Die Jugend auf dem Pfad der Identitätsfindung

Auch wenn das auf den ersten Blick so aussehen mag, doch Skins und Punks tragen keine billigen Klamotten sondern meist spezielle, szenen-spezifische Markenware, die (wahrscheinlich auch wegen der relativ geringen Stückzahlen) im oberen Preissegment angesiedelt ist. Angehörige von Subkulturen legen stets grossen Wert auf ihre Kleidung und hungern sich diese lieber zusammen, als sich wohlgenährt in billigen 08/15-Klamotten in der Szene blicken zu lassen. Schliesslich ist die Kleidung ein wichtiges Zugehörigkeits- und Erkennungsmerkmal, über welches die Mitglieder ihre adoleszente Identität definieren. Manchmal hilft dies ihnen auch, ihre emotionale Instabilität auf ihrem Weg zur Selbstfindung zu kaschieren und kompensieren.


Wie macht man eine Stachel-Irokesen-Frisur (in Anlehnung an die New Yorker Freiheitsstatue Liberty Spikes genannt)?

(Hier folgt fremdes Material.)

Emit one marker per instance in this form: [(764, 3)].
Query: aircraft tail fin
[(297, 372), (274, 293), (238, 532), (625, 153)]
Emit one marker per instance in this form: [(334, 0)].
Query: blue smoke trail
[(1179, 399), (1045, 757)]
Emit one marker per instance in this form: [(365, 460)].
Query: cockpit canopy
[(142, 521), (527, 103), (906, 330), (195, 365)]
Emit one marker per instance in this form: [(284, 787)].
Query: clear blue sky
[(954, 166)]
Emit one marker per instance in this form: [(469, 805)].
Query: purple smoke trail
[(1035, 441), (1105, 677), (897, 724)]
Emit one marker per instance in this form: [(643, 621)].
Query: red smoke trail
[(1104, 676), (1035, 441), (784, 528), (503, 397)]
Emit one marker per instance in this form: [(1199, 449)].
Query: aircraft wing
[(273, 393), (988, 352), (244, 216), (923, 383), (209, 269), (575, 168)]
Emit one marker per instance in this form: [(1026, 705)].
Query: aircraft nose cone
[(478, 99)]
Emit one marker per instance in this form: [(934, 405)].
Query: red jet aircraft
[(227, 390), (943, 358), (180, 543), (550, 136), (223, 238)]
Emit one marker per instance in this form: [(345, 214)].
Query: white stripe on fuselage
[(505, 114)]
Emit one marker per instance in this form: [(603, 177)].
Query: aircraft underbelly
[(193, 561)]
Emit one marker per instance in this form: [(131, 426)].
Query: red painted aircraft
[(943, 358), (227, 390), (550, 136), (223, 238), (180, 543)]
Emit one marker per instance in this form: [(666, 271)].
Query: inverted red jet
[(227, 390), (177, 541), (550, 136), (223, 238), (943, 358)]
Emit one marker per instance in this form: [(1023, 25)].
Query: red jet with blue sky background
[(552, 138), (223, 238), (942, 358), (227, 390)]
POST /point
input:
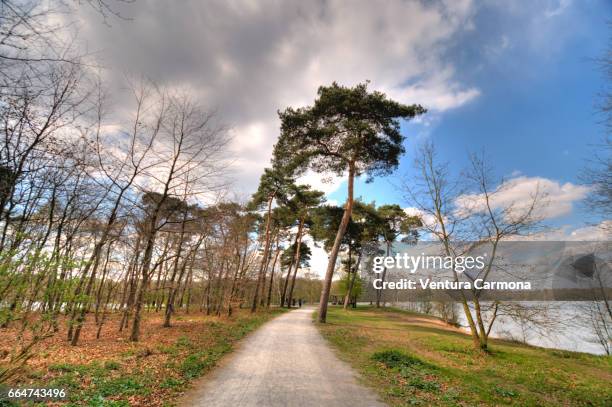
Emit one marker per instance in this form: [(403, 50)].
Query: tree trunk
[(265, 256), (329, 274), (296, 259), (379, 293), (269, 299), (347, 298)]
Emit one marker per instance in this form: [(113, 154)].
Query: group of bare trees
[(105, 212)]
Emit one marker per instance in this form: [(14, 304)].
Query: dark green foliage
[(288, 255), (396, 359), (344, 125)]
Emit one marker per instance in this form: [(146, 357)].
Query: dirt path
[(285, 363)]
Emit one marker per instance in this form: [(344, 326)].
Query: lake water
[(560, 324)]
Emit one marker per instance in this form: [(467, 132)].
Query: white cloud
[(556, 199), (558, 9), (248, 59), (567, 233)]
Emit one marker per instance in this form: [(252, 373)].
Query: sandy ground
[(285, 363)]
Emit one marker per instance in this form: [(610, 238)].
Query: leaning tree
[(348, 129)]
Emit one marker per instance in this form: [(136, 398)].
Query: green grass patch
[(414, 360), (152, 372)]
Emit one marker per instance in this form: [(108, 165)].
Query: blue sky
[(536, 111)]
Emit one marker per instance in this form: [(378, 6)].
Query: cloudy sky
[(516, 79)]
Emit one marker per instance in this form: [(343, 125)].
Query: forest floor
[(412, 359), (112, 371)]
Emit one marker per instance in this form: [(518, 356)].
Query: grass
[(413, 359), (153, 372)]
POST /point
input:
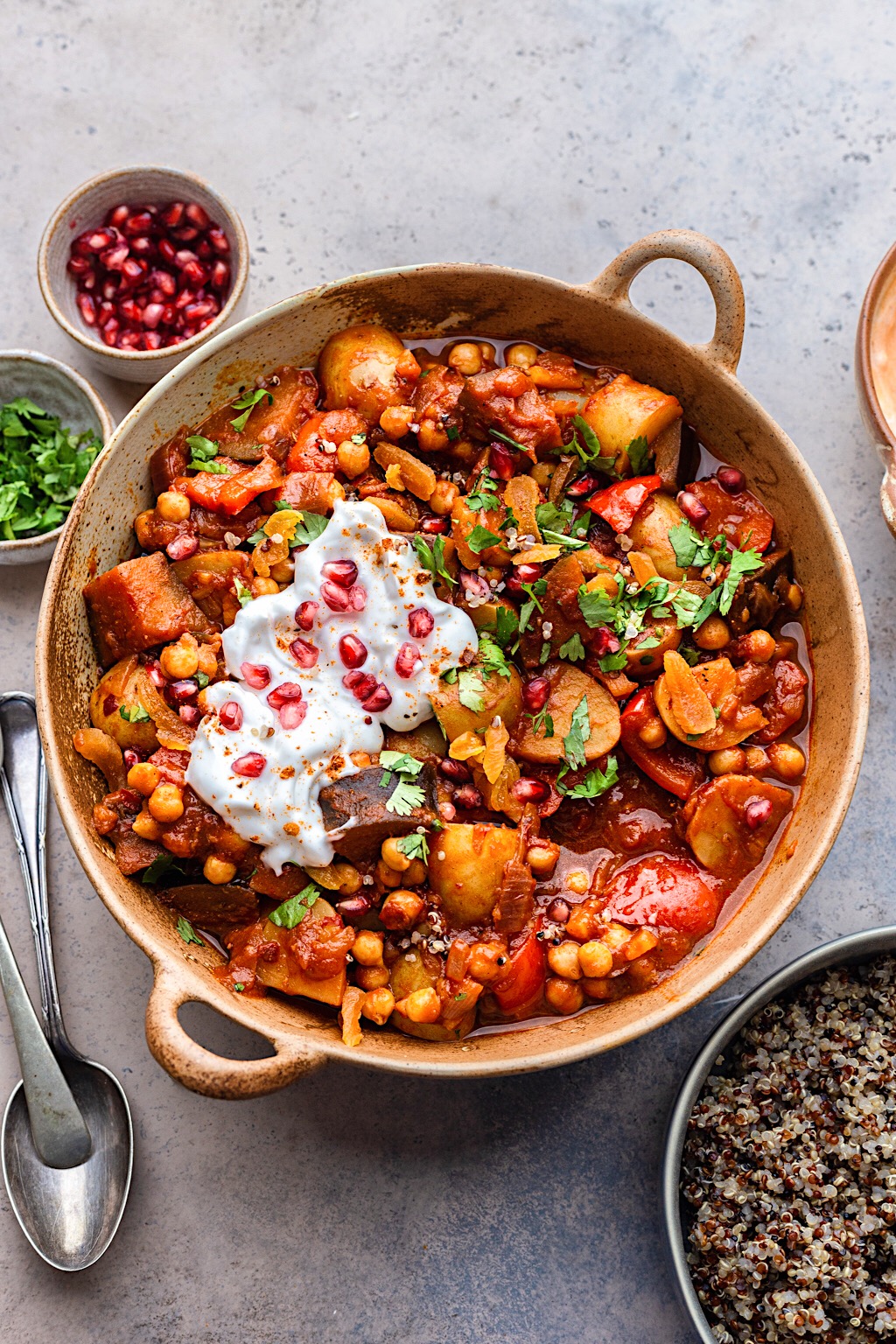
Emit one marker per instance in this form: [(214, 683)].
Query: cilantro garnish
[(188, 933), (414, 845), (133, 714), (294, 910), (245, 403), (205, 451), (433, 558), (42, 468)]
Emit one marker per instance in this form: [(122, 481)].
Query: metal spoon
[(69, 1213)]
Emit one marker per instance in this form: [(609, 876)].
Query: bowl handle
[(203, 1071), (713, 263)]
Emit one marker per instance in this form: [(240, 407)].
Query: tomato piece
[(620, 503), (742, 518), (308, 453), (524, 980), (785, 704), (662, 890), (675, 767)]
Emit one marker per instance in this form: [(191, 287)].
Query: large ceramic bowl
[(598, 323)]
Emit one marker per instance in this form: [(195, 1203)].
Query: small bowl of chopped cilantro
[(52, 426)]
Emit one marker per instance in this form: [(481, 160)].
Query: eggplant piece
[(361, 799), (218, 910), (760, 596)]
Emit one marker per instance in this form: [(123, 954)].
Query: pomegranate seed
[(379, 699), (604, 641), (421, 622), (305, 614), (182, 547), (250, 765), (88, 308), (531, 790), (468, 796), (172, 215), (757, 812), (196, 215), (304, 652), (454, 770), (256, 675), (535, 694), (293, 714), (360, 684), (340, 571), (557, 910), (731, 480), (231, 715), (692, 508), (406, 660), (283, 694), (352, 651), (502, 461), (354, 907), (183, 691)]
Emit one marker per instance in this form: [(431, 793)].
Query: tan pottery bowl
[(598, 323)]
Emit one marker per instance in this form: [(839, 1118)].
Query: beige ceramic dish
[(598, 323), (87, 207)]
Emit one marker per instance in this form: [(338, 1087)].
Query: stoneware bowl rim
[(148, 358), (301, 1047), (30, 546), (850, 949)]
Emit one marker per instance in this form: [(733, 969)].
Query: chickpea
[(165, 802), (595, 960), (172, 507), (422, 1005), (182, 659), (378, 1005), (520, 355), (442, 498), (653, 734), (367, 948), (488, 962), (402, 910), (727, 761), (712, 634), (466, 358), (564, 996), (144, 777), (786, 760), (543, 857), (394, 857), (755, 760), (147, 827), (760, 646), (564, 962), (218, 872), (371, 977)]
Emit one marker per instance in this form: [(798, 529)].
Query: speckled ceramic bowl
[(598, 323), (87, 207), (63, 393), (850, 950)]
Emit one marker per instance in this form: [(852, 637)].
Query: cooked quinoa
[(790, 1168)]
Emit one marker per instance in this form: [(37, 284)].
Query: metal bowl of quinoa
[(780, 1170)]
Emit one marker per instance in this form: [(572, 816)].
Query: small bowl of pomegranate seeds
[(143, 265)]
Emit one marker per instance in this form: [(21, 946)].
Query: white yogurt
[(278, 809)]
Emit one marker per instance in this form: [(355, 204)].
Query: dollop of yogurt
[(271, 797)]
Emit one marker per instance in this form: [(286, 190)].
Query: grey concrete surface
[(544, 136)]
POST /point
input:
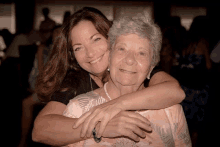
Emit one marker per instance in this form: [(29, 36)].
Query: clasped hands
[(112, 121)]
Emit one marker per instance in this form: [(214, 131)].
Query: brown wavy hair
[(62, 57)]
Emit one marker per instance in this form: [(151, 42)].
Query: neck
[(100, 78), (117, 90)]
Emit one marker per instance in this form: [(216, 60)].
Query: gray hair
[(141, 25)]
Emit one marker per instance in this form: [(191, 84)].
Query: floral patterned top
[(169, 127)]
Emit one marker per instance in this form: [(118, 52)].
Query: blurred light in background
[(56, 13), (7, 17), (57, 10), (187, 14)]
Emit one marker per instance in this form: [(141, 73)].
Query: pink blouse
[(169, 127)]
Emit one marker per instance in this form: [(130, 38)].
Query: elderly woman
[(135, 44)]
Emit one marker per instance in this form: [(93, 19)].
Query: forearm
[(56, 130), (158, 96)]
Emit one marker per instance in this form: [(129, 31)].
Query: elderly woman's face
[(130, 60)]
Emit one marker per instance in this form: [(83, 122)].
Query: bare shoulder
[(175, 108), (52, 107)]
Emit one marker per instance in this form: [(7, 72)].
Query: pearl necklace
[(106, 91)]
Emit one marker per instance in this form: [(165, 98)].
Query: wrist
[(121, 103)]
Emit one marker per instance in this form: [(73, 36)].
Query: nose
[(90, 51), (130, 58)]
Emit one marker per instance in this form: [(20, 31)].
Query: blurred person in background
[(47, 25), (30, 102), (194, 75)]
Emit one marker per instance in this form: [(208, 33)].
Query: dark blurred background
[(190, 34)]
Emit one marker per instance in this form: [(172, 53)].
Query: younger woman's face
[(90, 48)]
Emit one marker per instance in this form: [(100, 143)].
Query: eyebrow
[(94, 35), (90, 38), (120, 44)]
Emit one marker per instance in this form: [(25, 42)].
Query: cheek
[(144, 66), (79, 57)]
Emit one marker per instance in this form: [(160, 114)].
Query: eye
[(142, 53), (77, 49), (97, 39), (121, 49)]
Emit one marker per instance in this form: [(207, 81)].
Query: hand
[(127, 124), (104, 113)]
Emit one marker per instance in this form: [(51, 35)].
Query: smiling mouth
[(97, 60), (126, 71)]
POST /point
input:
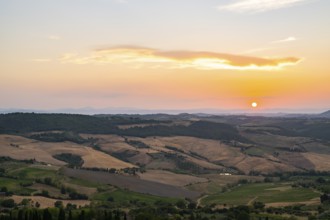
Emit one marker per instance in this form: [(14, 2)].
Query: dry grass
[(48, 202), (320, 161), (43, 151), (315, 201), (170, 178)]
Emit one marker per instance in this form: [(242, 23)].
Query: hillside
[(138, 161)]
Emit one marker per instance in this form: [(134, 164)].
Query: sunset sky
[(165, 54)]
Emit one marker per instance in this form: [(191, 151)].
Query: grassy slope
[(263, 192)]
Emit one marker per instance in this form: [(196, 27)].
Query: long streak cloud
[(254, 6), (138, 57)]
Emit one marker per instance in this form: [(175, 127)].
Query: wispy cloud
[(41, 60), (54, 37), (255, 6), (289, 39), (138, 57)]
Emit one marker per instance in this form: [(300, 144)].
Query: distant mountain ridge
[(325, 114)]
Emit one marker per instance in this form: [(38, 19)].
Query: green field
[(124, 196), (263, 192), (33, 173)]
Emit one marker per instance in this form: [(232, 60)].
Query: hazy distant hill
[(325, 114)]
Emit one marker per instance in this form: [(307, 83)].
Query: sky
[(165, 54)]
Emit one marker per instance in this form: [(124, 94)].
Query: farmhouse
[(2, 194)]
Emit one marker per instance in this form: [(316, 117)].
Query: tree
[(61, 214), (47, 215), (243, 216), (8, 203), (63, 190), (180, 204)]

Rebellion gegen die Welt der Erwachsenen war schon immer Bestandteil der Jugendkulturen. Wer die gesellschaftlichen Grenzen noch nie überschritten hat, um sie auch einmal von der anderen Seite zu sehen, wird diese kaum je wirklich begreifen. Der Mensch ist ein soziales Wesen, dass sich Gleichgesinnte sucht, um auf einem Wertekonsens basierende Gemeinschaften zu bilden. Innerhalb dieser Gemeinschaften schafft er sich ausgehend von einer anarchistischen und archaischen Ordnung mit ebensolchen Ritualen (für ihn) neue Strukturen höherer Ordnung, um sich innerhalb der Gemeinschaft effizient orientieren und zurechtfinden zu können. Erst wenn der heranwachsende Mensch deren Sinn erfahren und begriffen hat, wird er sich auch mit dem Status Quo in der Welt der Erwachsenen zurecht finden und sich mit dieser weitgehend arrangieren. Jene, denen diese Erkenntnis verwehrt bleibt oder die zu weit über die Grenze gegangen sind, bleiben gefangen in ihren archaischen Subkulturen mit ihren eigenen Gesetzen, die sie ihre Familie nennen, und hinterlassen bei anderen einen infantilen Eindruck. So sagte meine ältere Tochter einmal nach einem Zusammentreffen mit ein paar meiner alten Kumpels beim Samstagseinkauf zu mir: „Papi, aber die sind schon irgendwie stehen geblieben“. Kinder haben zum Glück ein natürliches Empfinden und wissen ihre Umwelt oft besser zu bewerten als wir Erwachsene manchmal glauben.